# 24" Rollfast



## Eatontkd (Jul 21, 2022)

In the "I couldn't help myself" catagory, I bought this 24" Boys Rollfast for $40.00. I'm in the process of cleaning it but not sure where it's going. I can ride it (I'm 5'10") but it's a bit small. I can't seem to locate a serial number list for Rollfasts' either, any info would be appreciated. I'm guessing it's in the 60's somewhere?


----------



## J-wagon (Jul 21, 2022)

SE Snyder Enterprise. 
Code here :
Post in thread 'Need help on I.d. Of this bike' https://thecabe.com/forum/threads/need-help-on-i-d-of-this-bike.173413/post-1178570


----------



## Eatontkd (Jul 22, 2022)

Commensing clean up....


----------



## Eatontkd (Jul 30, 2022)

Pretty much finished the first round of cleaning. I removed the chain guard and chain to make it easier. I will be getting a new chain anyway. So, I'm thinking an an adult muscle bike; remove the fenders, interesting tires, banana seat with sissy bar and high rise handlebars. Should be fun to cruise the island...


----------



## 49autocycledeluxe (Aug 6, 2022)

I had it's 26" big brother a while back.  🙂


----------



## 49autocycledeluxe (Aug 6, 2022)

I had a 24" Schwinn for a while, with Stingray handlebars they fit full sized people just fine.


----------



## Eatontkd (Aug 6, 2022)

49autocycledeluxe said:


> I had a 24" Schwinn for a while, with Stingray handlebars they fit full sized people just fine.

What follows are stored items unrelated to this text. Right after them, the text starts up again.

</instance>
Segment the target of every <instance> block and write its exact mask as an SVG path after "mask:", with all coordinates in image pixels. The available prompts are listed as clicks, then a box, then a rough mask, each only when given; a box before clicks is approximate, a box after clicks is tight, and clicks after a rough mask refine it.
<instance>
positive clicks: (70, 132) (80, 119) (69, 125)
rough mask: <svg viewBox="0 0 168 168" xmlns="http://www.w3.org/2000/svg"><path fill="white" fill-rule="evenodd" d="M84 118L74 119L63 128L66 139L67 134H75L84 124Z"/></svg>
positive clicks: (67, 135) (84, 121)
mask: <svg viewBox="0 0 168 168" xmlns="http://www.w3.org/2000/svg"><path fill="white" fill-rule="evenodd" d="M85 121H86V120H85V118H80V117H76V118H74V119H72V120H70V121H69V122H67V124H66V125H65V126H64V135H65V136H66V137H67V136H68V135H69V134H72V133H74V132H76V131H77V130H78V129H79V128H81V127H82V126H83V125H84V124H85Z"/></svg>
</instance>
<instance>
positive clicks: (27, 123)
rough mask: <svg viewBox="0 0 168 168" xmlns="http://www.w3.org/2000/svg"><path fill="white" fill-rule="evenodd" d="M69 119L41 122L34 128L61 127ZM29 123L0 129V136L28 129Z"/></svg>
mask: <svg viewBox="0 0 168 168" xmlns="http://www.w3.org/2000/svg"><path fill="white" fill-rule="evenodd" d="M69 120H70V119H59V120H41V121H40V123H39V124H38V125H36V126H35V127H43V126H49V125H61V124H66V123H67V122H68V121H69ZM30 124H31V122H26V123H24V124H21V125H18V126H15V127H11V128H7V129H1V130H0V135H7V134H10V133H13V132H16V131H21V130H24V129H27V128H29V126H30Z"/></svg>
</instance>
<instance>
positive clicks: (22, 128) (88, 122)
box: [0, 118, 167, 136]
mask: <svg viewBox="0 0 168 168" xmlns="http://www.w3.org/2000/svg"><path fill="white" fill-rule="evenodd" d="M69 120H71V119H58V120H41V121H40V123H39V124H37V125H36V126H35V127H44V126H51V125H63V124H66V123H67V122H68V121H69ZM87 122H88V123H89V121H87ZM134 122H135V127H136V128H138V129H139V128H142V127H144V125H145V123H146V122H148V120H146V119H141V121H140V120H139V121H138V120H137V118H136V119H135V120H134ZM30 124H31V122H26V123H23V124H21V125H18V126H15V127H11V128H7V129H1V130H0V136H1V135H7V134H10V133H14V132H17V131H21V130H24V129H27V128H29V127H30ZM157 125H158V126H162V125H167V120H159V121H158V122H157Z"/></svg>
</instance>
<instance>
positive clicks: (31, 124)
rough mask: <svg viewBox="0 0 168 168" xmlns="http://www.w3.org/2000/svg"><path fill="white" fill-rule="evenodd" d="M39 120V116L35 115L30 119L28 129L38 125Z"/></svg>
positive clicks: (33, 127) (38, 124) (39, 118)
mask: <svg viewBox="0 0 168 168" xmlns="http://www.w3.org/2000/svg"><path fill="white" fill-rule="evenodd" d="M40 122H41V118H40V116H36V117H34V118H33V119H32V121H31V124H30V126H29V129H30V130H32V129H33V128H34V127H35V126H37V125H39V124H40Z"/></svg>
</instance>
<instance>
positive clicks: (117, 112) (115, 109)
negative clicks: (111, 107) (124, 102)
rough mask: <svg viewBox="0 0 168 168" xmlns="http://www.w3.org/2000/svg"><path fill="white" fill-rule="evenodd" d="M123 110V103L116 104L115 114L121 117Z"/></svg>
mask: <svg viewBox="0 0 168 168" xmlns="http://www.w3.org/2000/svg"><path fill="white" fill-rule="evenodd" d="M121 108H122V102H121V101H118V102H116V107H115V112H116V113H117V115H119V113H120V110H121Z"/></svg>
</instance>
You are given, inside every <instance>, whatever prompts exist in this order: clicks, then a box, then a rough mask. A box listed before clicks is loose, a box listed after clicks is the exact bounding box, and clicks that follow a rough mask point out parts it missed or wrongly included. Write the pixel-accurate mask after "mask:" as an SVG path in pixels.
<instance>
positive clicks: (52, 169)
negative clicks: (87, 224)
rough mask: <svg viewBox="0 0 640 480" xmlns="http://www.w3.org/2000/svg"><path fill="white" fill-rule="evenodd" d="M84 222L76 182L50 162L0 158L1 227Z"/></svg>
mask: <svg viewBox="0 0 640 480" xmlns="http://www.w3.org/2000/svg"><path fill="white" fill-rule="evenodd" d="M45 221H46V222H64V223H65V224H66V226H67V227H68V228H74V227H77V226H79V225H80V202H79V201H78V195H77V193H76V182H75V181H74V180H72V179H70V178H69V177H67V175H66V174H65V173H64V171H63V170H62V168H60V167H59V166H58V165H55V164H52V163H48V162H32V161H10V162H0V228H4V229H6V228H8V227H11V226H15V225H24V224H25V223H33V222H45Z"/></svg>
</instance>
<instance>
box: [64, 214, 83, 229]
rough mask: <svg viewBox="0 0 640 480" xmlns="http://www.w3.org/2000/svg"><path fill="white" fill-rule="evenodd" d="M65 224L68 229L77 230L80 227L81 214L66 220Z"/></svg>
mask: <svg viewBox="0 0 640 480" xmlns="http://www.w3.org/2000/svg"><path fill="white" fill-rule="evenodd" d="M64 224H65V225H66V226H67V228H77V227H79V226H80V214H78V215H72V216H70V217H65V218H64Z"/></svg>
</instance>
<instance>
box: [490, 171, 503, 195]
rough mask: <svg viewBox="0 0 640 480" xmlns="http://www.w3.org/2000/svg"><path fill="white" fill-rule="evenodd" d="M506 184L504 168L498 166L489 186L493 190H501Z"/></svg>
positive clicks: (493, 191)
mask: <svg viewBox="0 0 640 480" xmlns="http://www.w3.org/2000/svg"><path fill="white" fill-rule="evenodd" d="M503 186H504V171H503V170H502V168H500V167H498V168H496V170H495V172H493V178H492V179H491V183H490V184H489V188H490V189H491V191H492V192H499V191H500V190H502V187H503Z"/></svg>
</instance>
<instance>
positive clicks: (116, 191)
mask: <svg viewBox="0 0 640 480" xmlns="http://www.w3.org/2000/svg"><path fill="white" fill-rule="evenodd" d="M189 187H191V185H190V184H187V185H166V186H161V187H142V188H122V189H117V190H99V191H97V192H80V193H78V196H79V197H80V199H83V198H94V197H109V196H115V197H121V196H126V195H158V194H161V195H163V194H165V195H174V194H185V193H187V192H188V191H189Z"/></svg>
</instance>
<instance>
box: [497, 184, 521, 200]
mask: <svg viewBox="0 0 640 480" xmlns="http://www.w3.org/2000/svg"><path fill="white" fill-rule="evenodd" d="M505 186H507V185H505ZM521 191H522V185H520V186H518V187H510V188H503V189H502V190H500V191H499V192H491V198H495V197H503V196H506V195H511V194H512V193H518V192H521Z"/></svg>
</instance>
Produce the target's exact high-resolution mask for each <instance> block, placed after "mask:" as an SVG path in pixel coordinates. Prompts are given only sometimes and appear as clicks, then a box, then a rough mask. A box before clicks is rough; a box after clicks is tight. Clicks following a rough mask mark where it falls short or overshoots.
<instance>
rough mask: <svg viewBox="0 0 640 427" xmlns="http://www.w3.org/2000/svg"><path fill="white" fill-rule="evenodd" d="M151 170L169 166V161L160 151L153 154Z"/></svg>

That's my plan. Those and a banana seat. The pedal stroke is smaller than I'm used to but it should be fun to cruise around on...


----------



## Eatontkd (Nov 21, 2022)

It's been slow going on this project; same old stuff, family, work, life... I did pick up a really great deal on a banana seat of unknown origin that cleaned up very well. Fenders are off and it's starting to grow on me...


----------